I dunno. Unintended consequences.
 
My point was that there is still a lot we don't know about how and when to use TXA in trauma. More experience may show that its benefit is more related to other factors than to timing of administration.

I agree. If you're suggesting that there's probably subgroups buried in the data that are less likely to benefit from TXA, or more likely to be harmed, even when given < 3 hours, and that there may be groups that have greater benefit, including at time points greater than 3 hours, then I also agree. We just haven't identified those subgroups yet, it doesn't mean that they don't exist.
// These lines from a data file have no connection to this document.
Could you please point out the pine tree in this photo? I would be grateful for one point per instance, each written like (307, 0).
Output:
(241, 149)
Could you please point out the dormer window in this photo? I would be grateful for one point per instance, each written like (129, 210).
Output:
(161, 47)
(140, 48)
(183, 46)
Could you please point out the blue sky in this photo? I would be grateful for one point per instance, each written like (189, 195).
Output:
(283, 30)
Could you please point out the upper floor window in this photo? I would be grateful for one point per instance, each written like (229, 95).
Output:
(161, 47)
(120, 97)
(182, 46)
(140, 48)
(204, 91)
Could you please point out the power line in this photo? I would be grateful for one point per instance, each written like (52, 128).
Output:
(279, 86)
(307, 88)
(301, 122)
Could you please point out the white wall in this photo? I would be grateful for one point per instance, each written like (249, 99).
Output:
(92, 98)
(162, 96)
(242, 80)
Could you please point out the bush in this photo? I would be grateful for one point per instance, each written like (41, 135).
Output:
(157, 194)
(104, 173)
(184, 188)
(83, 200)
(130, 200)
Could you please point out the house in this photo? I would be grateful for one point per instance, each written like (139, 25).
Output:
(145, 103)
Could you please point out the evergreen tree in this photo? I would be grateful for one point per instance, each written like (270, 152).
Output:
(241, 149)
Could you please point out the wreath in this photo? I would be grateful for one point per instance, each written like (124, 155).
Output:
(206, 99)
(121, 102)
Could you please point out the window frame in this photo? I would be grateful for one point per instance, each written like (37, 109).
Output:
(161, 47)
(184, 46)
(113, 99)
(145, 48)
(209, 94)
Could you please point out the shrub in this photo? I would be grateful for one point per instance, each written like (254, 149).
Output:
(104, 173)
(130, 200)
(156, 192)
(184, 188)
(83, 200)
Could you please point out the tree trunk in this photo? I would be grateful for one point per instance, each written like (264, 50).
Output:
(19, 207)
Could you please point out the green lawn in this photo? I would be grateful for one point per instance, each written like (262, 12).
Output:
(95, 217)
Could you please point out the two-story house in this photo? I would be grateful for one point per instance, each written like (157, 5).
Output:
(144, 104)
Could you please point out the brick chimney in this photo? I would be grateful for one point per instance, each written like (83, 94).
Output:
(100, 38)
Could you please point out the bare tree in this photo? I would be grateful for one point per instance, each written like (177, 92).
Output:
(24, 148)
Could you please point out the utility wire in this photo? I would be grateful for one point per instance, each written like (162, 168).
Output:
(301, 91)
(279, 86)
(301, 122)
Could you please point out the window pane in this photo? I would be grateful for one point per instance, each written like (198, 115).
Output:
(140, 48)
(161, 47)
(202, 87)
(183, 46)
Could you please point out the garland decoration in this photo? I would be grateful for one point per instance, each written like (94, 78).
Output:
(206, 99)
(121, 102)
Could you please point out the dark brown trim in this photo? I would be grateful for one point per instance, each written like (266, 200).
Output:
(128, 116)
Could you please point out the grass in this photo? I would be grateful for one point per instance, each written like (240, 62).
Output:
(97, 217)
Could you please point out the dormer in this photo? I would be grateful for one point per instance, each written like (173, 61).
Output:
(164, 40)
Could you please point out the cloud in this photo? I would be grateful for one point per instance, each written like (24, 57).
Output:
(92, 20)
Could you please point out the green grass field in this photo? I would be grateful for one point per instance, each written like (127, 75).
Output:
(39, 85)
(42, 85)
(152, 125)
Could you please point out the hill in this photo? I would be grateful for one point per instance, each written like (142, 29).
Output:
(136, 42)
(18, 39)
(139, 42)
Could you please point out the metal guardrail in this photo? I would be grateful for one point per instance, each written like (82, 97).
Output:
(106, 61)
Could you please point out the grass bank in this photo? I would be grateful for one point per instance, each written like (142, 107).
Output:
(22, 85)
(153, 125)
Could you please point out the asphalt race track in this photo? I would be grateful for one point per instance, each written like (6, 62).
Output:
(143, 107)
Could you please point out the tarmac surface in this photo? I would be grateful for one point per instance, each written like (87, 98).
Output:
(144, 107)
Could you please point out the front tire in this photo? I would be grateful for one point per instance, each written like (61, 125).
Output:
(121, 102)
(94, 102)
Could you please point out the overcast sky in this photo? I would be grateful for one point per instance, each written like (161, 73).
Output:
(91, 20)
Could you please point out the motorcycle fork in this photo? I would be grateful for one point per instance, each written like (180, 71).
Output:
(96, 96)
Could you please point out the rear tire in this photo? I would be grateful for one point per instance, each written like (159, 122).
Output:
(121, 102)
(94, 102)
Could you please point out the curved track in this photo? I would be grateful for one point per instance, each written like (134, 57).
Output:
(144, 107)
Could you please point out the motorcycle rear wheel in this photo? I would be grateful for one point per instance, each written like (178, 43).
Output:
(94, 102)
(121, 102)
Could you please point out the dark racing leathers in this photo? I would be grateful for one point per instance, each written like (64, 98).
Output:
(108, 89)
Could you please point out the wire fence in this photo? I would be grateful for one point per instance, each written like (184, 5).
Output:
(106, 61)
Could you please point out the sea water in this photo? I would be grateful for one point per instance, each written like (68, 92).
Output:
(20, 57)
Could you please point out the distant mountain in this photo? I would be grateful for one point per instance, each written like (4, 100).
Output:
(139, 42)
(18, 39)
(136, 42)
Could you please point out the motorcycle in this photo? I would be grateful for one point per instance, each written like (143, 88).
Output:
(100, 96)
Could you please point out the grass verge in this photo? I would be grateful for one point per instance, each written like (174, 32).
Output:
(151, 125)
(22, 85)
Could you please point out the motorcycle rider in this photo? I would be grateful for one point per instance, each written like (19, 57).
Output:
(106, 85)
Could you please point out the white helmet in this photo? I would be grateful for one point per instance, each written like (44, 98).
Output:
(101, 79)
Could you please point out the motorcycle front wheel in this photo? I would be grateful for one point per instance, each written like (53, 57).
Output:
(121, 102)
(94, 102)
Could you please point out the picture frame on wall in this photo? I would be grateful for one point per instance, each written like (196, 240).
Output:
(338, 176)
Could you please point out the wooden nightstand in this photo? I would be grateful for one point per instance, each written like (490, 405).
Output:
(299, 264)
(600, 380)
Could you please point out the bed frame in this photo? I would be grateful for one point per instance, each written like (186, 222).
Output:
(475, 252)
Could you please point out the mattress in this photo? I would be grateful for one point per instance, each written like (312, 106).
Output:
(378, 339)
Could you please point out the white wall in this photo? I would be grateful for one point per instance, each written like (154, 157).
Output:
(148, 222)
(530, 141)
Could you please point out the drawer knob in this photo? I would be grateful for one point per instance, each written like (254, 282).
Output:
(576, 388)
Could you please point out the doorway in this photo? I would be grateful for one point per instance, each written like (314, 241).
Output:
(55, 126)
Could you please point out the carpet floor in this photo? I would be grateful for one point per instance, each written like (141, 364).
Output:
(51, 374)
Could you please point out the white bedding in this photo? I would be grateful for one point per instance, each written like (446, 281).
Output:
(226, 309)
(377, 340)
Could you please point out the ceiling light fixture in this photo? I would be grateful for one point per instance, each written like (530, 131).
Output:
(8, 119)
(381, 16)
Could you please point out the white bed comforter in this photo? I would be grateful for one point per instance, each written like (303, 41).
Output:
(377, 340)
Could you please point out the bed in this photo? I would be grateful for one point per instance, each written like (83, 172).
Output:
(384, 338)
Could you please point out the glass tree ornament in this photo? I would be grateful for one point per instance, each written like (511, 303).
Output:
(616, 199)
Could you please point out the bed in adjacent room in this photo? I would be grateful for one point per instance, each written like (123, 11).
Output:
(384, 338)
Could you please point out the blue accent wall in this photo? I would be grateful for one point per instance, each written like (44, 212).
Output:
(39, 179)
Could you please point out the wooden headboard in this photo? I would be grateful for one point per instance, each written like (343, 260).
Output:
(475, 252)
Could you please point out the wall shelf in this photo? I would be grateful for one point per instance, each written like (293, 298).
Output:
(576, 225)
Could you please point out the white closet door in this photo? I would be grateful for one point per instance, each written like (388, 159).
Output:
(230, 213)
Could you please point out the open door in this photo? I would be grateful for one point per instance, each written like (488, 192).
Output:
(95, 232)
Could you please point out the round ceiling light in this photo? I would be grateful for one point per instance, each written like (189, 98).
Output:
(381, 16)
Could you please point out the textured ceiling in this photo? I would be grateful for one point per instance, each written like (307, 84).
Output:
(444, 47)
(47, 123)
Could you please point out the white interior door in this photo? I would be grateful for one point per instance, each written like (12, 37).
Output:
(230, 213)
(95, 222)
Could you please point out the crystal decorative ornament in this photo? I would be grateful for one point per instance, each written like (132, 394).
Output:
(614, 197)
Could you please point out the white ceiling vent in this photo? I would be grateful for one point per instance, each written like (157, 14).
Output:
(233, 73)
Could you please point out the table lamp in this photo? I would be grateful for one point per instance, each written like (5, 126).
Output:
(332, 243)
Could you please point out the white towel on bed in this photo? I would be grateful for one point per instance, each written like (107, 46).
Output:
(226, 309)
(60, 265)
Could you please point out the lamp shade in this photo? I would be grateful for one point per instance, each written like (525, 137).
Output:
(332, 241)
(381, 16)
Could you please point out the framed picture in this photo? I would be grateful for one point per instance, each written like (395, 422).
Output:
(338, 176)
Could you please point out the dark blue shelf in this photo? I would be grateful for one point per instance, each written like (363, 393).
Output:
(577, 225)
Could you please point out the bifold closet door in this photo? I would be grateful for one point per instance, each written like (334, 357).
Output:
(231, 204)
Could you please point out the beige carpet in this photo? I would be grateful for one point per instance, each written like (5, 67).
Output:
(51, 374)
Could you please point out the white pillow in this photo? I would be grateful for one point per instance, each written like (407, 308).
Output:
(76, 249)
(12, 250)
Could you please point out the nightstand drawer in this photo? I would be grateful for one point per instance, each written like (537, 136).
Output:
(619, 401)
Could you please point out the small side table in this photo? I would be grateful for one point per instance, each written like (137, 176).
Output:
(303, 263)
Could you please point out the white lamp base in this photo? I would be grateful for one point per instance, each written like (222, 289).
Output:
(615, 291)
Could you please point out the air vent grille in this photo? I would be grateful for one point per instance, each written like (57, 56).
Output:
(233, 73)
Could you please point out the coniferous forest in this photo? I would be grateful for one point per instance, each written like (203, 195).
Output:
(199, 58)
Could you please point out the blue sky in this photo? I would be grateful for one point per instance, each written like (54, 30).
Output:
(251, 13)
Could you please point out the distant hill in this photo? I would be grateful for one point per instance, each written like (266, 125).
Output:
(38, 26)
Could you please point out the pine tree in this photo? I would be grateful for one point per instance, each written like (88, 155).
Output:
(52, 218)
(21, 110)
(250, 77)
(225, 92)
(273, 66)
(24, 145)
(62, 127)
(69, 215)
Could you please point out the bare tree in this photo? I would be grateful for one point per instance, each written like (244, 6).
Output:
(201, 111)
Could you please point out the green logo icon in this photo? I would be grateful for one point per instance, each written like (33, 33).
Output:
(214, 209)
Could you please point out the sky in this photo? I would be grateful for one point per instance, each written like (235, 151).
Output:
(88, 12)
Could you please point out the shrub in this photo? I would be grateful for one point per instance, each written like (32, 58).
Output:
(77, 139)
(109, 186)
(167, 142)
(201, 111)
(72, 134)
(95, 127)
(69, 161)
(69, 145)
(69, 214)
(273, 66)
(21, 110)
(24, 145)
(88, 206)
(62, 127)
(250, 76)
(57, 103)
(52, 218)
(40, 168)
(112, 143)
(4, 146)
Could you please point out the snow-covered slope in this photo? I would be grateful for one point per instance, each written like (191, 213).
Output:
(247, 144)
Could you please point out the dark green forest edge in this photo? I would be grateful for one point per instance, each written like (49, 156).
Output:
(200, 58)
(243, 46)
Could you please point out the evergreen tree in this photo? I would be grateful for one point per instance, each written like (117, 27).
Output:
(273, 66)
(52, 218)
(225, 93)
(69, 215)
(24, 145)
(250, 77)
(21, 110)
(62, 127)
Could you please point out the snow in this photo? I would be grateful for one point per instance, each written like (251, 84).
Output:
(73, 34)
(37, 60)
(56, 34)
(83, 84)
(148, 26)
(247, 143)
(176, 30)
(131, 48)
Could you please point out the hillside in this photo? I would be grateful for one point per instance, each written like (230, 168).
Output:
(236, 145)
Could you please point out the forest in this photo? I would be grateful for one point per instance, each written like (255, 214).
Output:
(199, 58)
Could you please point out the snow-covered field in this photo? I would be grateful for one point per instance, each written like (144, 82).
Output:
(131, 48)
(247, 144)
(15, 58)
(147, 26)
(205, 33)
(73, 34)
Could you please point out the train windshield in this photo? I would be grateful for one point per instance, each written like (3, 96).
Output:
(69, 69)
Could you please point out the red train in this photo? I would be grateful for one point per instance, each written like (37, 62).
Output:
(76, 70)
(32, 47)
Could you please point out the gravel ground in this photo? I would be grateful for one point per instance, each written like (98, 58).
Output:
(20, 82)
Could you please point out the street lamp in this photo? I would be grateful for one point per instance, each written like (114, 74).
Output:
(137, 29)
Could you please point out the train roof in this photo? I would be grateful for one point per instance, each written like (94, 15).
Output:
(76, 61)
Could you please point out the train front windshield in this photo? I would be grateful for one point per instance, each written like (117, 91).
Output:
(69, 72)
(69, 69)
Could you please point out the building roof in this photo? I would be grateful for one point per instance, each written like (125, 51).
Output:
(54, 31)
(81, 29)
CRASH-2 had some problems and probably raised at least as many questions as answers....it really didn't give us much useful info. The military trials were much better done, but still didn't tell us anything about how or if it should be used prehospital.

Well, CRASH-2 was a huge multi-center trial, that showed a clear benefit in a fairly heterogenous group. It could certainly be argued that this group may not resemble a typical EMS population, or that the physicians that enrolled these patients might have been less likely to enroll patients that weren't suffering from traumatic hemorrhage than a group of paramedics.

If you look at the citations in my earlier post, one of them shows benefit in a civilian population in a cohort study design (Cole et al.), and one looks at the CRASH-2 data by risk stratification (Roberts et al.).

I'm not sure what's been published from the prehospital arena, and should probably take a look. I'm just a paramedic who likes to read research, but it seems reasonable that this mortality benefit should transfer. It would be reassuring to see this demonstrated in an RCT environment.

One of my concerns is that previously, we could pretty well tell people that there's never any reason to waste time on scene with an uncontrolled bleeder, and if they're delaying transport to fiddle with things like IVs then they're generally wrong to do that. Now if we say they should give TXA, well... now they have a reason to stay and play.

I agree that it's a bad idea to delay transport to give TXA. If we're close to a trauma center, it's unlikely to get done in the ambulance. If we're further out, then it will get done en route, or while rendez-vous'ing with the helicopter. Ultimately if people are poorly trained and ill-disciplined enough to delay transport for anything other than hemorrhage control or critical airway management then there's bigger issues than adding TXA.